Membranous nephropathy (MN) is a common cause of nephrotic syndrome in adults. Tacrolimus (TAC) is effective in inducing remission of proteinuria; however relapses after TAC withdrawal are common. We aimed to investigate if the addition of mycophenolate mofetil (MMF) to TAC reduces the relapse rate of nephrotic syndrome in patients with MN after treatment withdrawal.

Methods

A single centre randomised controlled trial was undertaken from 2008 to 2014; patients with biopsy proven idiopathic MN were recruited and randomly assigned to receive MMF and TAC or TAC alone. Treatment was for 1 year initially; once patients were in remission for 12 months the MMF was stopped and TAC tapered over 6 months in both groups. The primary outcome was the efficacy of MMF in preventing relapse of nephrotic syndrome on withdrawal of TAC.

Results

We randomly assigned 40 patients, 20 of whom received MMF and TAC and 20 received TAC alone. Both groups had similar baseline characteristics. Retrospective anti phospholipase A2 receptor (PLA2R) biopsy staining showed similar PLA2R positivity in both groups.

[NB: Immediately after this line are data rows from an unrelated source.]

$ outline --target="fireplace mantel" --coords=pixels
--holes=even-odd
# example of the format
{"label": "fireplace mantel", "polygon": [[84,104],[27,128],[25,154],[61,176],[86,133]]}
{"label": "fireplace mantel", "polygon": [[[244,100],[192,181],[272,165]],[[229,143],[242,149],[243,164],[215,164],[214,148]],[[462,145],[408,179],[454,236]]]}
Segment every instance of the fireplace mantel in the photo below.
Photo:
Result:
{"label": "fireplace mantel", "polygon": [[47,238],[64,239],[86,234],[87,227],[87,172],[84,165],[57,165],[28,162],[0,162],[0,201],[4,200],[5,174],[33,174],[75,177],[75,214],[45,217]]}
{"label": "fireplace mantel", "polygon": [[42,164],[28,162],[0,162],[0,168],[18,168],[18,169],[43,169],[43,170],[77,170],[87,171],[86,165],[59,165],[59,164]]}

Follow up was until primary endpoint or for a minimum of 3 years. The time to relapse after treatment withdrawal was similar in the two groups. 40% of patients (n=8) in the TAC/MMF group relapsed after treatment withdrawal compared to 35% (n=7) in the TAC group; there was no statistically significant difference in the relapse rate between the two groups (p=0.77). Both treatments were equivalent in achieving remission; 85% of patients in the TAC/MMF group and 75% in the TAC group reached complete remission (p=0.7). There was a trend to earlier remission in the TAC/MMF group; median time to remission 40 weeks compared to 54 weeks with TAC alone, but this was not statistically significant (p=0.46). Both treatments were well tolerated with similar adverse events.

Conclusion

The addition of MMF to TAC did not protect from relapse of nephrotic syndrome due to idiopathic MN compared to treatment with TAC alone; both groups showed similar remission rates and adverse events. The treatment was well tolerated and further studies are needed to investigate if high risk subgroups may benefit from combination therapy.